Why The Green Transition Can’t Happen Without Natural Gas

Electricity producers have cast themselves as a solution, whereas the picture should be more complex: in the next two or three decades, over two billion people will join the circle of those who receive electricity. Most of them poor. Can we honestly demand that they only consume electricity from renewables, even if their countries do not have the financial resources, the industrial base, or the technical knowledge to provide it?

Adriatic LNG Terminal - offshore levante

Just as natural gas has competed with coal as the prime fuel for electricity in the last decades, renewables are putting pressure on the blue, clean-burning source of energy. The competition is fierce and will likely get worse. Yet, it is still too early to discount gas. This was the message at the 36th  International Gas Congress in Croatia, where I spoke on Joe Biden’s plan to stop drilling on federal lands.

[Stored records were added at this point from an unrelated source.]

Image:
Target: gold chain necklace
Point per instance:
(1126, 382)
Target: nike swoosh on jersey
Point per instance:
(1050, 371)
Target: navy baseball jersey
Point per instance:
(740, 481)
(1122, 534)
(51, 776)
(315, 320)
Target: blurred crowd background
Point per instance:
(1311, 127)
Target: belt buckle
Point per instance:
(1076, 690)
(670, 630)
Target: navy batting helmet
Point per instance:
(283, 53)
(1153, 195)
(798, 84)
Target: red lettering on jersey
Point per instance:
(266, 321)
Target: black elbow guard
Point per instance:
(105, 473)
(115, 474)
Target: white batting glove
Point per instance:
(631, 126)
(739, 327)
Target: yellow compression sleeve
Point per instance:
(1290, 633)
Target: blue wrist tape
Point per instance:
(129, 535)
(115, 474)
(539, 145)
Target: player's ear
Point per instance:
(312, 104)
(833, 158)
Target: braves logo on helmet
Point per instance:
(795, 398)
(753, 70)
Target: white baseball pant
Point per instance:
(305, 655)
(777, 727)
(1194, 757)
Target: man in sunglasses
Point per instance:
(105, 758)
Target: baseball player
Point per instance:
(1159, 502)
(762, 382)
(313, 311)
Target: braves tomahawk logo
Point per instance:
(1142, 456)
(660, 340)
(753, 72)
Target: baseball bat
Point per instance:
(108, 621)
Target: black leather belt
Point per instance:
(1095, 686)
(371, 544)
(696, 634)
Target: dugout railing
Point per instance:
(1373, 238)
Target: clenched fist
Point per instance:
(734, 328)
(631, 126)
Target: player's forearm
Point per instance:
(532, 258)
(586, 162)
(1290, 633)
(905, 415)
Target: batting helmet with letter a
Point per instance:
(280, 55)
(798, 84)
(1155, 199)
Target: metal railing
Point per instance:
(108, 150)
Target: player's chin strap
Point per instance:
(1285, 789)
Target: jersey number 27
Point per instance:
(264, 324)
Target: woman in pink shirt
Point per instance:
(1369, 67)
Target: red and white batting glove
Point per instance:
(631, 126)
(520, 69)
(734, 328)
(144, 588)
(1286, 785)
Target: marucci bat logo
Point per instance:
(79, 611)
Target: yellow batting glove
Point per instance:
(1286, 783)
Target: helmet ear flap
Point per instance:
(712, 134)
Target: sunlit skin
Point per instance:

The International Gas Union (IGU), with over 160 members from the U.S. to Qatar, is a non-profit that advocates for natural gas as an integral part of the global energy system. The Vice President and the future (2025) President of IGU Andrea Stegher, a Senior Vice President Commercial & Stakeholder Engagement in the Italian energy giant SNAM, is convinced that the gas industry is facing a historic challenge but also a great opportunity. Gas was long hailed as a “transition” fuel from hydrocarbons to renewables. Given what we know about the state of technology and energy poverty around the world, gas should be around for many decades.